TIME Dating

This Book Perfectly Captures All Your Insecurities About Dating

Dey Street Books

Written entirely in texts and emails, this novel seems like it's ripped right out of your own inbox

It’s rare to pick up a book that perfectly captures love in the digital age, but that’s exactly what Neel Shah and Skye Chatham’s all-too-realistic novel succeeds in doing.

Through the strings of email chains and forwarded texts that comprise Read Bottom Up, readers meet Madeline and Elliot, a couple whose meet cute at a restaurant spirals into an over-analytical relationship that any millennial will be able to relate to. Though the format may sound gimmicky, there are real insights here: anyone who has dated with technology will recognize themselves, or someone they’ve dated, in these pages.

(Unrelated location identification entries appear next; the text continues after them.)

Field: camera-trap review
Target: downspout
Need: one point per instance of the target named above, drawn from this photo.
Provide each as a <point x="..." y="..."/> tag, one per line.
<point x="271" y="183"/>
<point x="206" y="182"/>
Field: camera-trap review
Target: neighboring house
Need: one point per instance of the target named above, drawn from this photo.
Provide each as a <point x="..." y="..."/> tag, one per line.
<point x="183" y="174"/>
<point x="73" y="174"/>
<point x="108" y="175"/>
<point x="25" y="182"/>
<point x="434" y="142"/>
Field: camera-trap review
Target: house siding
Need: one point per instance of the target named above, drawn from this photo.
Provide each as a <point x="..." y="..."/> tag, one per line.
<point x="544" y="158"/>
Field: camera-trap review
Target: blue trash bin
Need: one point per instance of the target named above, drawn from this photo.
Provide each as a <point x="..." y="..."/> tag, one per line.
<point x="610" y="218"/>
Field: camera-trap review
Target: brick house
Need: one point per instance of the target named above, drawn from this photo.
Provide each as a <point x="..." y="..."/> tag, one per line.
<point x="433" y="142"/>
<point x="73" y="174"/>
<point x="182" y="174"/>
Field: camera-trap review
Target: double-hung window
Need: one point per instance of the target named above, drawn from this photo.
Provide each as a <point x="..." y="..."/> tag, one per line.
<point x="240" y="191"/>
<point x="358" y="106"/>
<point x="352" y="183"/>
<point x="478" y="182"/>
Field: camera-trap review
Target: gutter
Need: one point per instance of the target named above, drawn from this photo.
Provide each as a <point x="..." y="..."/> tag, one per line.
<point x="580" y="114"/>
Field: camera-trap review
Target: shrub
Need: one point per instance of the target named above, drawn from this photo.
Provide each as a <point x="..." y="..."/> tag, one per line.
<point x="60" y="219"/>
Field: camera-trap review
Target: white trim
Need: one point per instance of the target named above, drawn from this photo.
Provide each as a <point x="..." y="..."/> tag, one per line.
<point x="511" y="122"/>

TIME talked to Shah, 32, an LA-based screenwriter, to learn about his writing process and skeptical take on texting and romance.

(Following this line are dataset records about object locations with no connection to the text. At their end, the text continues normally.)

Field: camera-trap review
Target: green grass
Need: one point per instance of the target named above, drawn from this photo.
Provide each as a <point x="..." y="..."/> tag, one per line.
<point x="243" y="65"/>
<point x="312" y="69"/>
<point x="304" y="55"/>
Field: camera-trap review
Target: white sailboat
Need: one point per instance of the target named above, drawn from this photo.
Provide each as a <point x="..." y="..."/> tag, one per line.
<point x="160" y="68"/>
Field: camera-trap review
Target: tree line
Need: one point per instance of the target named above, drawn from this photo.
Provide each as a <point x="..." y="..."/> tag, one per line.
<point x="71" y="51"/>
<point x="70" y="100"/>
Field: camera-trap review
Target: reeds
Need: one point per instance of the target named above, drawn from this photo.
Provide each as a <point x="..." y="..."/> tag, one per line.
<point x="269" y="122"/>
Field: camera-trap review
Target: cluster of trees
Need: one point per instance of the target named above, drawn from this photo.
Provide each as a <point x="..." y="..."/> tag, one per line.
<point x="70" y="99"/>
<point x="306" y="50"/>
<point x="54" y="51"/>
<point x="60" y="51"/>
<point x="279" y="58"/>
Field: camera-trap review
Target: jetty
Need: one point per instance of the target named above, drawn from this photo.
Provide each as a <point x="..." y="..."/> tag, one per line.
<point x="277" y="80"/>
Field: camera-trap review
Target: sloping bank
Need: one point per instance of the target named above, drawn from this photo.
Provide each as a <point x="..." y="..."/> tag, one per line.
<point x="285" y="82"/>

TIME: Tell us how you decided on this medium—screenshots of texts and emails.

Neel Shah: I have a friend in New York, and every time we would be dating people, she would always forward me emails or texts from a guy, and I would do the same with her, and a lot of times we had different takes on what the texts or emails meant. One time specifically she forwarded me this email chain from a guy, and she was like “Isn’t this great, it looks like he wants to take this relationship to the next level,” and I read it and it almost seemed as if he was breaking up with her. Now so much of dating is done online—not even just via apps, but texting and emailing is such an important part of how people court, and I felt like it had not been captured in a way that felt real.

You’ve said you and your co-author both composed your parts totally separately, right?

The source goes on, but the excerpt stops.